La technique des deux ou trois crayons est l’une des plus belles traditions du dessin européen. Héritée de la Renaissance, elle associe généralement :
un crayon noir (pierre noire ou fusain),
une sanguine (dans les 3 crayons)
un crayon blanc
Sur un papier teinté, gris, beige ou brun, ces trois outils permettent de construire un volume très vivant et incarné : le noir pour l’ombre, la sanguine pour la chaleur des chairs, le blanc pour les éclats de lumière.
C’est une technique expressive, rapide, idéale pour le portrait et le modèle vivant.
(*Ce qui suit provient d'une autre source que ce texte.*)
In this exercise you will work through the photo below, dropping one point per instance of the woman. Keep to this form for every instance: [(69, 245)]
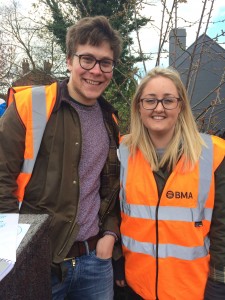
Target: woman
[(172, 196)]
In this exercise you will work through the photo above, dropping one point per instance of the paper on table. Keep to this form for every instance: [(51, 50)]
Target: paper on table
[(8, 233), (21, 232)]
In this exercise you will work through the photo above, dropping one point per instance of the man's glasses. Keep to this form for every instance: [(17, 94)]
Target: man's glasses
[(168, 103), (87, 62)]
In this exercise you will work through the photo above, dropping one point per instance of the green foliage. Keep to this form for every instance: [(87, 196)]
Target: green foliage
[(122, 15)]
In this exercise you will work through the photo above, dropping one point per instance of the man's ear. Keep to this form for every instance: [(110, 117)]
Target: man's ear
[(69, 64)]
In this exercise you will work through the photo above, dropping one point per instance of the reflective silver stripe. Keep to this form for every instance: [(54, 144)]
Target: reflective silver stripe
[(172, 213), (124, 154), (39, 119), (167, 212), (167, 250), (205, 175)]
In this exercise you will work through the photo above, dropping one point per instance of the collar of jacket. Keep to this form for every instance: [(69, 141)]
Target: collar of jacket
[(63, 95)]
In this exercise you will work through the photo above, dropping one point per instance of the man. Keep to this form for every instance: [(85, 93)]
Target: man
[(74, 174), (2, 107)]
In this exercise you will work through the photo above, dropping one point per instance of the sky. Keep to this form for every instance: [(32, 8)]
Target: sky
[(188, 13)]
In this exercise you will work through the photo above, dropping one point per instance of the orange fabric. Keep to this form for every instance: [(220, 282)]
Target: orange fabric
[(177, 278), (23, 99)]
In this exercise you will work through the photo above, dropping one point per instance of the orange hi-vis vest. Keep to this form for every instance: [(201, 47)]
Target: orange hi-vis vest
[(166, 240), (34, 105)]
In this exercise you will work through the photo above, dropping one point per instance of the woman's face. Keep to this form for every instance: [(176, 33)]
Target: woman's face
[(160, 122)]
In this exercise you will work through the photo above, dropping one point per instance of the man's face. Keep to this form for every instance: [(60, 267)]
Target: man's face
[(85, 86)]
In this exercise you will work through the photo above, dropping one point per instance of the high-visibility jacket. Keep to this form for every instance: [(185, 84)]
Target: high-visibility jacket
[(34, 105), (165, 240)]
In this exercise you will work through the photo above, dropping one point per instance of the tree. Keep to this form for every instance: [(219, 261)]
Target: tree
[(28, 40), (124, 16)]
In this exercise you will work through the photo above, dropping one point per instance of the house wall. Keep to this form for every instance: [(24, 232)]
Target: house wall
[(207, 73)]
Mais elle a un revers : les outils utilisés sont traditionnellement des crayons secs (Conté, Pitt Pastel, craies) dont la mine est friable.
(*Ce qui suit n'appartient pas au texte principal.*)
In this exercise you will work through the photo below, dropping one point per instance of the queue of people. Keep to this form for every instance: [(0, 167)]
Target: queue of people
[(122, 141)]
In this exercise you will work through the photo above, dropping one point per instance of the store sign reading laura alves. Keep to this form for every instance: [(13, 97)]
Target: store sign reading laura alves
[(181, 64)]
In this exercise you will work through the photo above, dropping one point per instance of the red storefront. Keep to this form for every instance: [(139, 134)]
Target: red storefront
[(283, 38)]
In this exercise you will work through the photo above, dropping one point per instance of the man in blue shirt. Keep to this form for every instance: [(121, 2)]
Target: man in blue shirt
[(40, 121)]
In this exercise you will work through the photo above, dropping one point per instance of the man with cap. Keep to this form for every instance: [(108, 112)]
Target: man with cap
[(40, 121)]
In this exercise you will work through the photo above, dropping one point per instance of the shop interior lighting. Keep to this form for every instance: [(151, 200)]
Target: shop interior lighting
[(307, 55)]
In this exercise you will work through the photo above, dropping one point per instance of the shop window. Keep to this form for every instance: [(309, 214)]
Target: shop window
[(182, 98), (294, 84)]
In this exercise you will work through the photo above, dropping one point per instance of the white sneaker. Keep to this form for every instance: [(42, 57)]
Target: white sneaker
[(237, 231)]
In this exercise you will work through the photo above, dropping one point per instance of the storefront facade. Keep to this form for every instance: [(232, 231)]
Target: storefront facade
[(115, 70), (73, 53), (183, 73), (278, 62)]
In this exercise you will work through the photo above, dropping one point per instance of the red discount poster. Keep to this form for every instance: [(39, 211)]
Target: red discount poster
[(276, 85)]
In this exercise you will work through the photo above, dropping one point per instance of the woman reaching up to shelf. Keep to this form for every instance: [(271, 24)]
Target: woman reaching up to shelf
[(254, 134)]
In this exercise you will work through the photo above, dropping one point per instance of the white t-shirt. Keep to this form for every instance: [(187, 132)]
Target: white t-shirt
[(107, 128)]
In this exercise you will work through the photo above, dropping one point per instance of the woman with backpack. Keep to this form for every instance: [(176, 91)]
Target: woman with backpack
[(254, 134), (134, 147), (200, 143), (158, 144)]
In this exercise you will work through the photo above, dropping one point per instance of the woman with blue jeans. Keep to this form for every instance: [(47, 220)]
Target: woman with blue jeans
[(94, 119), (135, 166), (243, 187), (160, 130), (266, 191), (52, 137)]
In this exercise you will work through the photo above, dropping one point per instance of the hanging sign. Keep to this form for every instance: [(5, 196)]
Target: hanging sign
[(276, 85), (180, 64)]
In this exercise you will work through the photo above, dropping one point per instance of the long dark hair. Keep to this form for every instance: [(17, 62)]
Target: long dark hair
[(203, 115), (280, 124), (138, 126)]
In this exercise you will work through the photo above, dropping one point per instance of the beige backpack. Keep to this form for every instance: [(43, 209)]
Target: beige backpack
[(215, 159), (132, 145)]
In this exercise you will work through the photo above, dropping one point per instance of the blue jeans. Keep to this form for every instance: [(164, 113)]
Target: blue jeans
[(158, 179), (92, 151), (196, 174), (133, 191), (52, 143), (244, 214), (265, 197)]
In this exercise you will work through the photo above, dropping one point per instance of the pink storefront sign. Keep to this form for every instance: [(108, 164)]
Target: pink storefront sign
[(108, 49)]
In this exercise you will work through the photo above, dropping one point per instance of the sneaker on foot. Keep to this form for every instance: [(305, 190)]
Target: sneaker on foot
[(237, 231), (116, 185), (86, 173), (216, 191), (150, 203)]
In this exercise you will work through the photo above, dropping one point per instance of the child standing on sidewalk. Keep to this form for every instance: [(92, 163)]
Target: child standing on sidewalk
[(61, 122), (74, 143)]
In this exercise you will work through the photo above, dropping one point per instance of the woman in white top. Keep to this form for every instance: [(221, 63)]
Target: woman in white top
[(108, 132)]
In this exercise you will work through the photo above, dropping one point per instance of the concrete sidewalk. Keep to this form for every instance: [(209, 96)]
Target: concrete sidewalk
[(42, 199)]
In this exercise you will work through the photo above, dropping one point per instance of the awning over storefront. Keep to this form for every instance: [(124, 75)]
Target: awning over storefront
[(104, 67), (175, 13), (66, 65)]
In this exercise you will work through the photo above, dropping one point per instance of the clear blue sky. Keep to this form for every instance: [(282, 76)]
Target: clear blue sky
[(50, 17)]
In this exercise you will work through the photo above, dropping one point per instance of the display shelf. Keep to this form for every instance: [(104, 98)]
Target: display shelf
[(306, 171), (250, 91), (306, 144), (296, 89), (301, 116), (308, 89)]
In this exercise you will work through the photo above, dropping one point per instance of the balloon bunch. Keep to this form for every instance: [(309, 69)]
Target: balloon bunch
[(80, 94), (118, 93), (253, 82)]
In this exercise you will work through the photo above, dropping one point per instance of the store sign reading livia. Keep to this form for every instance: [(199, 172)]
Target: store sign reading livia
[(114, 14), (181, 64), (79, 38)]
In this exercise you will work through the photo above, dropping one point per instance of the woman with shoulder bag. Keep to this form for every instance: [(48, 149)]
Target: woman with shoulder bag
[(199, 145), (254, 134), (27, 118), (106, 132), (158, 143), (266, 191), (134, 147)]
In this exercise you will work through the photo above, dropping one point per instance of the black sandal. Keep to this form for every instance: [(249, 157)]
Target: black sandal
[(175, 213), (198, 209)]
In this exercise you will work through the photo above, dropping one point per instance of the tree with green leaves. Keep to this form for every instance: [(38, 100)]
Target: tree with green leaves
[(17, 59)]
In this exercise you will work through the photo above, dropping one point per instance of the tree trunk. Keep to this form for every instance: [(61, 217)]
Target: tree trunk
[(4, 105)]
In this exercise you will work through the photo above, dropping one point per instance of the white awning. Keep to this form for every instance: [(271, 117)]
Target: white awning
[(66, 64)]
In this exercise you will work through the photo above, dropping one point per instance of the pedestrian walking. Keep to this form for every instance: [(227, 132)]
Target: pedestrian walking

Résultat : la pointe s’émousse vite, le trait devient épais… et la précision disparaît.
C’est exactement la difficulté rencontrée par Thierry, élève de la communauté :
« Que ce soit avec du carré Conté ou avec des crayons Pitt Pastel, je n’ai aucune précision car le trait est trop gros, la pointe s’émousse très vite. C’est une galère pour être précis. Existe-t-il un bon outil ? Faut-il tailler très régulièrement ? »
Bonne nouvelle : il existe plusieurs solutions concrètes pour retrouver de la finesse sans renoncer à l’esprit des trois crayons.
1 - Tailler et tailler encore
Pour ceux qui apprécient la sensation rugueuse des outils secs, une solution est de tailler régulièrement ses crayons
Les crayons secs sont composés d’une mine tendre qui s’use avec la pression et le frottement sur le papier.
Pour garder une pointe exploitable :
taille longue au cutter plutôt qu’au taille-crayon,
mine dégagée sur 1 à 2 cm,
finition au papier de verre.
Cette méthode permet d’obtenir une pointe fine mais aussi un flanc de mine très utile pour les aplats.
Inconvénient : il faut accepter de tailler souvent. Les dessinateurs du XIXe siècle avaient toujours un petit papier abrasif à côté d’eux , ce n’est pas un hasard !


2 - Changer de dureté
Tous les crayons secs ne se valent pas.
Un 4B ou 6B permettent des noirs profonds mais des mines particulièrement tendres et friables, peu adaptées aux détails.
Passer à une dureté 2B voire HB peut transformer l’expérience :
trait plus fin,
émoussement plus lent,
meilleur contrôle des hachures.
On peut même imaginer un jeu d’outils :
2B pour la construction et les détails,
4B pour les ombres,
6B uniquement pour les accents très sombres.
3 - Dessiner plus grand
On oublie souvent cette évidence.
Un trait de 2 mm sur un format A5 paraît énorme.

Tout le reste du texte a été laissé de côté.